Dr Lunnon leads a research team at the forefront of research into the role of epigenetics in Alzheimer’s disease. Her work has provided some of the first evidence of differences in epigenetic tags in the brains of people with Alzheimer’s, opening the door to a much-needed new approach to tackle the disease. She will receive her prize in Aberdeen today (March 15) at the Alzheimer’s Research UK Conference, the country’s largest annual meeting of dementia researchers.
Dr Lunnon said:
“We have known for many years that versions of specific genes are associated with an increased risk of developing Alzheimer’s disease. Our work suggests that these changes to the DNA code may not be the full story when it comes to how our genes are implicated in the disease, and that some of the brain changes we see may be caused by epigenetic modifications.” “I’m very proud to get this award from Alzheimer’s Research UK and look forward to building on our findings to understand more about an important aspect of Alzheimer’s disease. One of the most exciting things about epigenetic research is that the changes are potentially reversible. Drugs that target epigenetic changes are a tantalising prospect and one that could have a huge impact on people’s lives.”
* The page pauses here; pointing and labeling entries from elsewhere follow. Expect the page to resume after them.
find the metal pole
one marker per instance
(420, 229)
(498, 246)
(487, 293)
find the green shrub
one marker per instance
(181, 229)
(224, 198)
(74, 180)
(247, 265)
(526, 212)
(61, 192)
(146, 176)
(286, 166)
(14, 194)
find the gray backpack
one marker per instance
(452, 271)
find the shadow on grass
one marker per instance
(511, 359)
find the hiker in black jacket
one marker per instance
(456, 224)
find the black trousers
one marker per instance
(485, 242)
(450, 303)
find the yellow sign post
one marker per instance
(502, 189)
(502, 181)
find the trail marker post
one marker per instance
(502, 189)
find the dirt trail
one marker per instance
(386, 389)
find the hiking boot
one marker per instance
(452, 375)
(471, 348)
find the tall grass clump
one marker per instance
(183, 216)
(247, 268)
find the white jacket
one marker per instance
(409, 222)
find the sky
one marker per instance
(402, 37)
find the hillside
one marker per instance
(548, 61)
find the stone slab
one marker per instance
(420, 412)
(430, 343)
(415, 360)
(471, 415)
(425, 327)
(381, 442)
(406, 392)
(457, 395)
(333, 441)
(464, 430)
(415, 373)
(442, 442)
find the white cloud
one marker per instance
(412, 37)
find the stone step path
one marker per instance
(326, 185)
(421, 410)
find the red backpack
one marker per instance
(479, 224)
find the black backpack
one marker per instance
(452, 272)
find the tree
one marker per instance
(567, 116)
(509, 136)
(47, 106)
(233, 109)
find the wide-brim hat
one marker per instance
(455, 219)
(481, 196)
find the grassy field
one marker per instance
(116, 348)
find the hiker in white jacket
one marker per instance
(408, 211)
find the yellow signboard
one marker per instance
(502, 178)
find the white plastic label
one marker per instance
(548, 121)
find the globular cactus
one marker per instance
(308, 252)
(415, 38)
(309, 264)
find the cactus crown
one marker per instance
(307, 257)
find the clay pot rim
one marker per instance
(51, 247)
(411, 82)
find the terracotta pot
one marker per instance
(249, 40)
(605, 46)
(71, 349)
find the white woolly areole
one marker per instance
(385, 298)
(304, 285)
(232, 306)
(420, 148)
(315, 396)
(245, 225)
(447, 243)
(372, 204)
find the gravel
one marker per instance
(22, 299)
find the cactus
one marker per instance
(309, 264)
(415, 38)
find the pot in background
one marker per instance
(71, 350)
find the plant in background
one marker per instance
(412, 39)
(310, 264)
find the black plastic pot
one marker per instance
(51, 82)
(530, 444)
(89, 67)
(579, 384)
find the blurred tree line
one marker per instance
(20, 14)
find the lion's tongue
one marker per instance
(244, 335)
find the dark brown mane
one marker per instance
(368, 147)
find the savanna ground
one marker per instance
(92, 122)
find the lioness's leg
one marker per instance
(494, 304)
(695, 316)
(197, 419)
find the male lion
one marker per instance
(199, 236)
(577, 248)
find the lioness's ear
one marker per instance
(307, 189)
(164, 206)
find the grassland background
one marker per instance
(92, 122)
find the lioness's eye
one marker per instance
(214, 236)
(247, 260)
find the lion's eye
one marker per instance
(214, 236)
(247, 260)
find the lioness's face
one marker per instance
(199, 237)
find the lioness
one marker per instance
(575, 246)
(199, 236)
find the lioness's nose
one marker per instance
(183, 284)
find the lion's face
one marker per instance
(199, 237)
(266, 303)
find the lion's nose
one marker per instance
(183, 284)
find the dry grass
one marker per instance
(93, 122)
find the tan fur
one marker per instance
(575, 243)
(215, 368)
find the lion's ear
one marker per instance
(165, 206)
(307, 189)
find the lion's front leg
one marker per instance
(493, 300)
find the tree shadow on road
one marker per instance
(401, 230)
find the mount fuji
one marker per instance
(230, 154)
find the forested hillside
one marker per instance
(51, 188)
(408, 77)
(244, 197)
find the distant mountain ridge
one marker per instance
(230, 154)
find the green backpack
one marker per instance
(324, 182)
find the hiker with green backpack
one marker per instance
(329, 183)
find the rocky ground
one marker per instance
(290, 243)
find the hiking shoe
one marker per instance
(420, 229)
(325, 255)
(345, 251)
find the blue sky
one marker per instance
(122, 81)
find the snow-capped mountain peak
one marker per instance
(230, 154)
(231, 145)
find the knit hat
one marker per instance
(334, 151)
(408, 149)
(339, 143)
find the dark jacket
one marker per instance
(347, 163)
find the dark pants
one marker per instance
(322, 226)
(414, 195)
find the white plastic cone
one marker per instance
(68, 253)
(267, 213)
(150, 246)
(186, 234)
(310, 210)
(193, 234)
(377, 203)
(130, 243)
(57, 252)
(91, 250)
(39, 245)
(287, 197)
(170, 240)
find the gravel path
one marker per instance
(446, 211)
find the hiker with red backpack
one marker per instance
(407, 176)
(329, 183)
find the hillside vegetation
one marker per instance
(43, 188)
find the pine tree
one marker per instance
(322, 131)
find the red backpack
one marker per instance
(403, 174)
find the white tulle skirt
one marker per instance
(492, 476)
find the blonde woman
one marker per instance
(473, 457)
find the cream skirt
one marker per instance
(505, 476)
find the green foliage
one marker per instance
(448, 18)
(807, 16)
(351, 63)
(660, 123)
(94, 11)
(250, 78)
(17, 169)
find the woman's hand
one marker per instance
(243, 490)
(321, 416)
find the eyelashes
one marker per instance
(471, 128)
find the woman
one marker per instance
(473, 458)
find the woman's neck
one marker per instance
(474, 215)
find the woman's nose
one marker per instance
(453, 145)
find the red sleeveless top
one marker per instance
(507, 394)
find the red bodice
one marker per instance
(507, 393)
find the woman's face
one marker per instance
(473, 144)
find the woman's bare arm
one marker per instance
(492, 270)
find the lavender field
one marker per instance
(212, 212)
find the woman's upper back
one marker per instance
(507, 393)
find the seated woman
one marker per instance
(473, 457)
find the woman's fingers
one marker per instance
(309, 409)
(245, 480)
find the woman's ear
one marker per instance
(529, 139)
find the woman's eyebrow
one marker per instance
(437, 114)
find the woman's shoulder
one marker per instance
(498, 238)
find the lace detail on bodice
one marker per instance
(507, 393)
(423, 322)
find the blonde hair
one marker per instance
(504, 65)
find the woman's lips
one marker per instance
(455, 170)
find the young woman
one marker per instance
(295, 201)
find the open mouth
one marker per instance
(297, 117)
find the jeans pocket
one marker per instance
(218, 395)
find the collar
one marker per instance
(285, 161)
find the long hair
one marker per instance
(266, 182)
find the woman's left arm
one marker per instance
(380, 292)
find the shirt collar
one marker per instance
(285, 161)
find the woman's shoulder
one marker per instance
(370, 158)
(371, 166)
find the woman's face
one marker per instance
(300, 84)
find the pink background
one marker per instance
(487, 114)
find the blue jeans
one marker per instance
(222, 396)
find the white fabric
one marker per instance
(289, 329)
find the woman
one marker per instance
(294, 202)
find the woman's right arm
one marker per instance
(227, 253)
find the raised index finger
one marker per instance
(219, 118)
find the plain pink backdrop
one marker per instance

Dr Laura Phipps of Alzheimer’s Research UK said:
“Katie is a hugely deserving winner of this prize. Her hard work and insight is informing new research efforts and helping to drive progress towards new dementia treatments. It has been fantastic to hear from dedicated researchers like Katie at this week’s conference and see them come together to take on our most pressing medical challenge. Katie’s work is a shining example of the progress and innovation UK dementia researchers are delivering and we wish her every success in her future career.
“Dementia has an enormous impact on families the world over, including those of more than 84,000 people living with the condition in the South West. Research at centres like the University of Exeter is paving the way for life-changing treatments, but these will only be realised with continued investment in research. Alzheimer’s Research UK is committed to funding pioneering science that will allow us reach that goal sooner.”